Topics for children's picture books - death? by Sandra Horn
First of all, thank you so much Griselda Hamway, for gifting me this date when I'd failed to blog on 20th.
Our very much loved choir leader, Pauline, died recently. She’s had inoperable brain tumours. One afternoon soon after her diagnosis, I shared this poem with her.
CONSERVATION OF MATTER
I am closer, now, to my after
than I am to my before.
This lively mass of atoms
I now know as ‘me’,
was here at the beginning;
scattered after the Bang,
then gathering, dispersing, re-grouping
times out of mind, shapes out of imagining:
Slime-mould, starlight, dormouse, willow tree,
man, beast, parasite, building block,
blade of grass, hover fly, china clay,
drop in the ocean, grape-pip,
earthworm, raincloud, prickle, soot –
and when I break, dissolve,
when I am no longer me –
the atoms will re-form to be
slime-mould, starlight, dormouse, willow tree?
I wrote it to comfort myself and was so relieved and pleased that it comforted her too – and she asked me to read it at her funeral. It seemed to strike a chord with quite a few people. My first attempt at making sense of death for myself was writing Tattybogle, in which the tired and tattered old scarecrow is blown to pieces in an autumn gale, reduced to a stick which is dormant all winter, and is re-made in spring when the stick puts down roots and grows into a ‘beautiful golden tree’ (as dead-looking hazel and willow branches can).
The thing about it is that is exists on several levels – Ken Brown’s gorgeous illustrations include two mice who live with the scarecrow – one in his hat, the other in his pocket. With very small children, the story can be about finding the mice on every page and following their story. Older children enjoy the ‘blown all to pieces’ part, especially his head flying through the air! Even older children, or adults, understand that it is about death and rebirth, or even resurrection, as one vicar insisted, and it has been used in hospices and in explaining death of a loved one to children. In a way, it’s in the tradition of Badger’s Parting Gifts by Susan Varley but it differs in that it is a more oblique take on the topic. It can be a very simple story about mice, a story about the seasons, or an approach to the topic of death.
Children’s authors often tackle difficult topics by using animals as people-substitutes – as in Badger’s Parting Gifts.
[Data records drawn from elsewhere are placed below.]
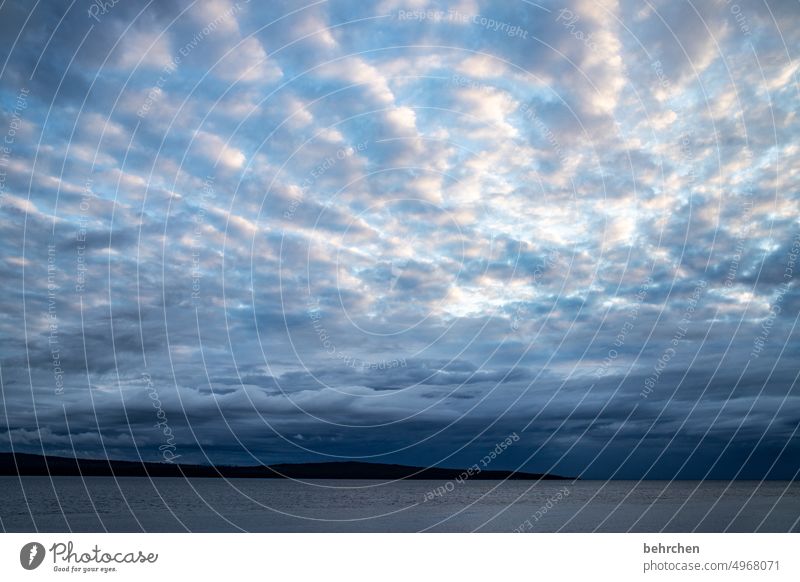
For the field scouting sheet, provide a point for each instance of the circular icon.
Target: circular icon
(31, 555)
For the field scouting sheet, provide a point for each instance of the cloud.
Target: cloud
(400, 238)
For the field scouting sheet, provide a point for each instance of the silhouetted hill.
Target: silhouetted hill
(31, 465)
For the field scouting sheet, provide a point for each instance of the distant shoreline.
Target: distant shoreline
(27, 465)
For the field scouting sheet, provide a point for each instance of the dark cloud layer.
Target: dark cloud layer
(401, 232)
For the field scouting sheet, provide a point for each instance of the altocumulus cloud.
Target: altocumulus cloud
(394, 232)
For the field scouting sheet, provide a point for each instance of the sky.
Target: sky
(403, 231)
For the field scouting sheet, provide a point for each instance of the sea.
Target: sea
(138, 504)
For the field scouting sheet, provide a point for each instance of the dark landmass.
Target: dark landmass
(22, 464)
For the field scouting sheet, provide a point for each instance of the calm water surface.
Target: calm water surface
(212, 505)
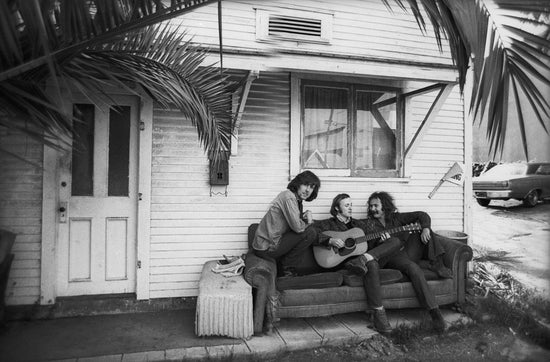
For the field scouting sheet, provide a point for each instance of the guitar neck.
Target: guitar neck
(389, 231)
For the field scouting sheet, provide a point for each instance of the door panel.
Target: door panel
(97, 238)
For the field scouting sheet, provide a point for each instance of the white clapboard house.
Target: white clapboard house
(347, 89)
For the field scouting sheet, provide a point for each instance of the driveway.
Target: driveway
(522, 232)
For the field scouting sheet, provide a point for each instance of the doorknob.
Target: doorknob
(63, 212)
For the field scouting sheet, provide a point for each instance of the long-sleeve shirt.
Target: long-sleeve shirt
(333, 224)
(283, 216)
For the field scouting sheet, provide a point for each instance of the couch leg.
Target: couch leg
(260, 301)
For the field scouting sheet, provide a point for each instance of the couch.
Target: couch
(320, 292)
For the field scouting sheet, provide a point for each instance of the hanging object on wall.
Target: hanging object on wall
(455, 175)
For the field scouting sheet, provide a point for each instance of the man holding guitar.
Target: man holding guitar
(363, 260)
(383, 215)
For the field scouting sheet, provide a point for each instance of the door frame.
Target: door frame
(50, 205)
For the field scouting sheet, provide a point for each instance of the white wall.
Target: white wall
(21, 213)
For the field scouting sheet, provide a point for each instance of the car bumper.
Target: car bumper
(489, 194)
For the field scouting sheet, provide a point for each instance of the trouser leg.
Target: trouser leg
(385, 248)
(402, 263)
(291, 248)
(417, 250)
(371, 283)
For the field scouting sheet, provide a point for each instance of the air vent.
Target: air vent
(294, 25)
(287, 25)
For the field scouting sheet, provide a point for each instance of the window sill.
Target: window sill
(401, 180)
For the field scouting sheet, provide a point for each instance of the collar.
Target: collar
(343, 219)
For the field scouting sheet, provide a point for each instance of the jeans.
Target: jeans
(291, 248)
(417, 250)
(402, 262)
(371, 281)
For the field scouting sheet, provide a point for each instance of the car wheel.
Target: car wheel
(483, 202)
(531, 199)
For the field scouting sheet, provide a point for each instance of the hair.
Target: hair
(386, 200)
(306, 178)
(336, 203)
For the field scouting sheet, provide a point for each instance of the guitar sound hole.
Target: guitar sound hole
(349, 243)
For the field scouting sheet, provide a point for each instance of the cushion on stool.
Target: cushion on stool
(387, 276)
(311, 281)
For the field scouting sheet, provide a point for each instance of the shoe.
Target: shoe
(357, 265)
(288, 271)
(439, 323)
(380, 321)
(440, 269)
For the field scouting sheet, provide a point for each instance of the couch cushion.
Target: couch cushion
(312, 281)
(387, 276)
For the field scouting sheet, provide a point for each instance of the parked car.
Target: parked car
(527, 182)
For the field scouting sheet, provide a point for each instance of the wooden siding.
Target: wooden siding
(21, 213)
(360, 28)
(189, 225)
(441, 147)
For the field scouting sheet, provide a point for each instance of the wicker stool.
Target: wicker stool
(224, 305)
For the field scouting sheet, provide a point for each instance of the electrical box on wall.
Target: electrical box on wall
(219, 171)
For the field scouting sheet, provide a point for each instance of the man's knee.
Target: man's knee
(394, 242)
(310, 234)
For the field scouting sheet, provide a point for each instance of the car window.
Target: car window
(543, 170)
(507, 169)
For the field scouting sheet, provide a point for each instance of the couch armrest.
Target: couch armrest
(261, 274)
(457, 255)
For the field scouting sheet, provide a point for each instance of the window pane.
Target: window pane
(325, 143)
(375, 147)
(82, 165)
(119, 150)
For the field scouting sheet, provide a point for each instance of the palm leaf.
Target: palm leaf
(88, 44)
(508, 42)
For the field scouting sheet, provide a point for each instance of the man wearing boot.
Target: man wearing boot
(383, 215)
(366, 265)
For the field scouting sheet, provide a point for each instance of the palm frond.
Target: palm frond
(87, 44)
(509, 44)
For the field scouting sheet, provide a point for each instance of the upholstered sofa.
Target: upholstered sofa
(322, 292)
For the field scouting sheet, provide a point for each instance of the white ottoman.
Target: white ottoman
(224, 305)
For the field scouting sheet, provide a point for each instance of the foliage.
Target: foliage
(49, 47)
(497, 295)
(508, 42)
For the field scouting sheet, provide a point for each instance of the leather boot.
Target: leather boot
(437, 320)
(380, 321)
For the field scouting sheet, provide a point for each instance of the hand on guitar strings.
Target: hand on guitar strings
(336, 243)
(385, 236)
(426, 235)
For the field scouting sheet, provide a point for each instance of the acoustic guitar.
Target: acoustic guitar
(355, 243)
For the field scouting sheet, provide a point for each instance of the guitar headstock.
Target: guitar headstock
(412, 227)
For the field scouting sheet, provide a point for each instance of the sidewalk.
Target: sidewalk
(169, 335)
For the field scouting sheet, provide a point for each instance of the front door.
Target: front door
(96, 246)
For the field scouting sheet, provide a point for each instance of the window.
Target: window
(351, 129)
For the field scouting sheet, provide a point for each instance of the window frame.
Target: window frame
(298, 83)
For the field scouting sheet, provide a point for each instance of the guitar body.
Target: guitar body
(356, 244)
(329, 257)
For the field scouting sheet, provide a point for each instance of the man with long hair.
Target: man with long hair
(284, 233)
(383, 215)
(366, 265)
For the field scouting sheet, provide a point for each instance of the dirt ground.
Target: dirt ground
(472, 343)
(520, 232)
(508, 227)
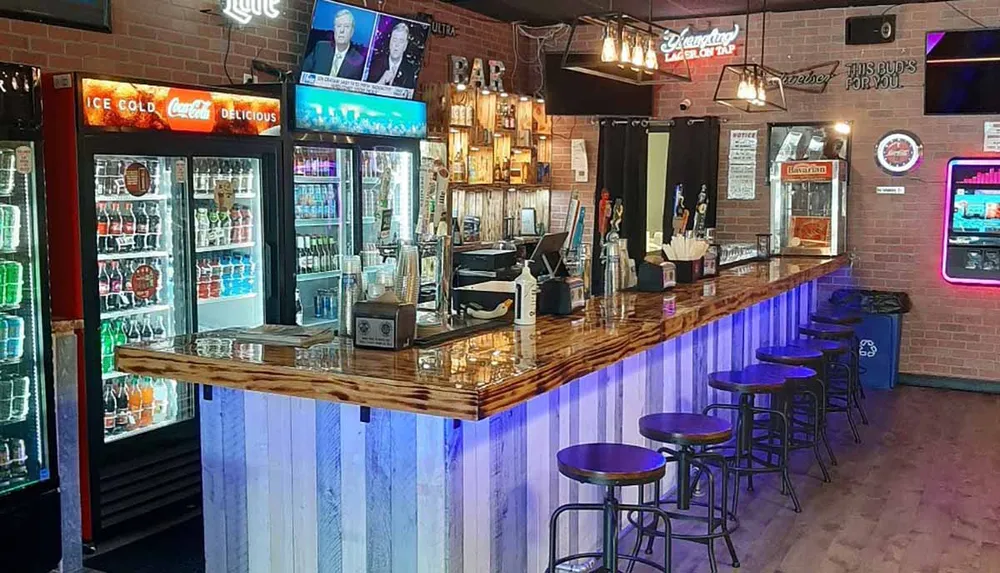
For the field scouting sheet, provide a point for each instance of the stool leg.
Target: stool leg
(784, 467)
(611, 531)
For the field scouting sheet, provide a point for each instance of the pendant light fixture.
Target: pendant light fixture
(748, 85)
(629, 50)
There’s another rather old story, When the Porcupine Moved In by Cora Annett, in which a rabbit’s life is turned upside-down by an unwelcome, grumpy, demanding guest. It’s fun. I’ve also used it to teach about chronic pain; it’s such a brilliant analogy!
Shadowhog is about being afraid (as I was as a child) of creepy shadows, or it’s just about little hedgehogs.
I’m not even sure I’m entitled to comment/trumpet blow like this any more, as it’s a good long while since my last picture book came out, but here it is. Maybe I’ll shut up now…
Comments
And you hit the nail on the head in your second to last paragraph. Its fascinating how we've gone back 150 years to the solemn puritanical mode of writing for children in the Victorian era, with stories blazing How To Be Good with great righteousness rather than subtle imagination. What child wants to read a story telling him/her to Be Kind? You might as well give them Mrs Do As You Want To Be Done By from the Water Babies and be done with it. Whereas Goose Anna gives the same message but revealed through the story, not trumpeted in words. Whatever happened to Show, don't Tell?
Delighted for you to post today, by the way. Tomorrow is my scheduled day.